New York is populated with millions of eavesdroppers. Often catching another’s plea, rant, or explanation isn’t intentional, but situational instead. Conversations take place between street corners and across intersections. Cell phone users rarely speak quietly since it’s nearly impossible to hear while talking on the noisy streets of Manhattan. And on a crowded bus or train, New Yorkers hear each other, roll their eyes, sigh, and even chime in. Whether shouting or chatting at a low decibel, the words in this town rarely go unheard, and strangers are always listening.
Last week, I cut through Times Square on a Friday night. Two men in back of me with thick accents had an intense discussion. Originally, I thought they were in a disagreement or even a heated argument, and I considered crossing the street to avoid the altercation. This forced me to focus and pay closer attention.
Miscellaneous expletives rolled off their tongues, and soon I realized they were joking about a coworker’s incompetency. In NYC, cursing in public is expected, encouraged and amplified. I continued to walk and remained on the same side of the street while they followed.
Recently at an Upper West Side brunch, I ordered huevos rancheros but my plate was served with a mimosa and an ear load. I couldn’t help but hear the extremely loud and incredibly close, bickering couple behind my table.
“The reason I don’t talk about this is because I don’t want to get into it again with you,” he said.
“Well, I think you should ask my permission for stuff like this,” she replied while chomping on her brunch.
He came back with statistics, ” You know I went to like 47 concerts last year before we started dating.”
The facts didn’t seem important to her, “I don’t care how many concerts you went to. That was then and this is now.”
Tables were approximately two feet apart, so this was no place for a private talk. Was this the break-up date? Did he treat her to a veggie omelet before axing what already seemed like a doomed relationship? Perhaps she was too controlling. Or he wasn’t willing to sacrifice some of the bachelor-like activities from his pre-relationship days?
I wanted to shout, “Dump him—there are millions of other jerks to date in New York who don’t attend 47 concerts per year!” That’s almost one per week for crying out loud. Or maybe something more comforting like, “You deserve better. Get out of this thing now, and find someone who appreciates you and your controlling idiosyncrasies.” But I resisted and kept my suggestions to myself. I watched her preoccupied face, which never left him as I walked away to pay the bill.
Two weeks ago, I rode the 7 train to Long Island City with a few friends. We were a tad energetic as we discussed a recent shopping trip. It was a play-by-play raucous account of the happenings of the day, with no detail left out.

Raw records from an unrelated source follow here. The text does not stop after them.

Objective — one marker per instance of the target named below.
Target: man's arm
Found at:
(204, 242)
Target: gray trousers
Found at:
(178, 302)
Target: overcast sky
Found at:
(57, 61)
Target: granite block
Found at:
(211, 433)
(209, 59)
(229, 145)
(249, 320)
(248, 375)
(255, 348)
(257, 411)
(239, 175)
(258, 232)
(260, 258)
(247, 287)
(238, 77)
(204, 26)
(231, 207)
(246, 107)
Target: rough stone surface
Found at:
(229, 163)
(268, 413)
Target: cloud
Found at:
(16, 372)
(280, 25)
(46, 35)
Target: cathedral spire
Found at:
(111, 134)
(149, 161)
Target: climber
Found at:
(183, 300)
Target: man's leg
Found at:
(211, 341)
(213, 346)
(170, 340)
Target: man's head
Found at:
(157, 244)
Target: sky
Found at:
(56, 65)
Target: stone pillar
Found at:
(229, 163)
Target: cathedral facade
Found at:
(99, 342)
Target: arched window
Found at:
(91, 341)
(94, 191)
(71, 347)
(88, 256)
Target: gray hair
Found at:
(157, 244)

Our volume was turned on high, and the entire subway car listened. In fact, after about five minutes of babbling, I realized that no one else was even talking. The three of us were so immersed in our own little Prada world to notice that we’d become the free rush hour entertainment. The straphangers on this train weren’t eavesdropping New Yorkers, they were just plain nosey. But then again, with our trio of big mouths, did they have a choice?
On the website Overheard in New York, quotes picked up by New Yorkers are published daily. These tirades may be absurd, X-rated or offensive, and many are unbelievable. Every second, someone says something worth repeating while others listen.

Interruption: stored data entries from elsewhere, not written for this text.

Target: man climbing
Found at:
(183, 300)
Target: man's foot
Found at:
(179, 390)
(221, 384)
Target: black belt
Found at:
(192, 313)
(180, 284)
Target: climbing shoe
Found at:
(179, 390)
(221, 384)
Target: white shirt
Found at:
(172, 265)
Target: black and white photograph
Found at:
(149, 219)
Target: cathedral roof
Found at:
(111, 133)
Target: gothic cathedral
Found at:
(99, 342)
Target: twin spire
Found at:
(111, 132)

Below are a few excerpts from New York at its finest.
Little Girl: Mommy, why do people in New York always wear black?
Mommy: I don’t know. Maybe they just don’t like looking pretty.
–Upper East Side
Girl: I know you made it. Look at you. You got a BlackBerry. Yeah, you made it. You got that good-smelling leather.
–Elevator, 12th & 5th
Overheard by: Thirsty Violet
Tourist Lady: Everyone has been so nice in New York, not what I expected.

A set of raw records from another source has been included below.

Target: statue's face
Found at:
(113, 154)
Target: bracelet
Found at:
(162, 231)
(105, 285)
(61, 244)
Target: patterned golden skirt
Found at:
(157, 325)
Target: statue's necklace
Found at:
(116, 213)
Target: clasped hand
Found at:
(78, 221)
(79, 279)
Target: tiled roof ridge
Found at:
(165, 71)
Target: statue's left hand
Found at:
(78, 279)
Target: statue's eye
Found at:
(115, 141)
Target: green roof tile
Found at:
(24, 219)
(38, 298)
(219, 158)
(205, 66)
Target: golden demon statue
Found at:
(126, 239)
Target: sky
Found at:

Woman: We are nice, just self-absorbed.
Overheard by: Renaissance Chick
‘That Guy’, after proposing during the game, is standing and hugging his fiancée:
Yankee fan: What are we doing, playing baseball or getting married? Yankees first, wife second! Now sit the F down.
–Section 18, Yankee Stadium
Overheard by: Lindsay
Small child in stroller: Mommy, why did you wake me up? Don’t wake me up when I’m sleeping!
Mom: Fine. I’ll leave you on the train and you can miss your stop and then the rats will get you.
–Brooklyn bound Q train
Overheard by: djingo
Woman: I find the suburbs to be extremely frightening. I know they all have air conditioning, but still…
Cabbie: I got in some trouble and my wife threw all my clothes out of the house. I never realized how many clothes I have! I know New York streets better than my own closet! (laughs)
–Cab, Broadway and Houston
Conductor: This is an express, uptown C train. You heard right: an express C train. Next stop: 125th Street. If you need local service on the Upper West Side, please transfer across the platform to the D, as in “Daddy done did it” or B, as in “bad boy Bobby Brown” train.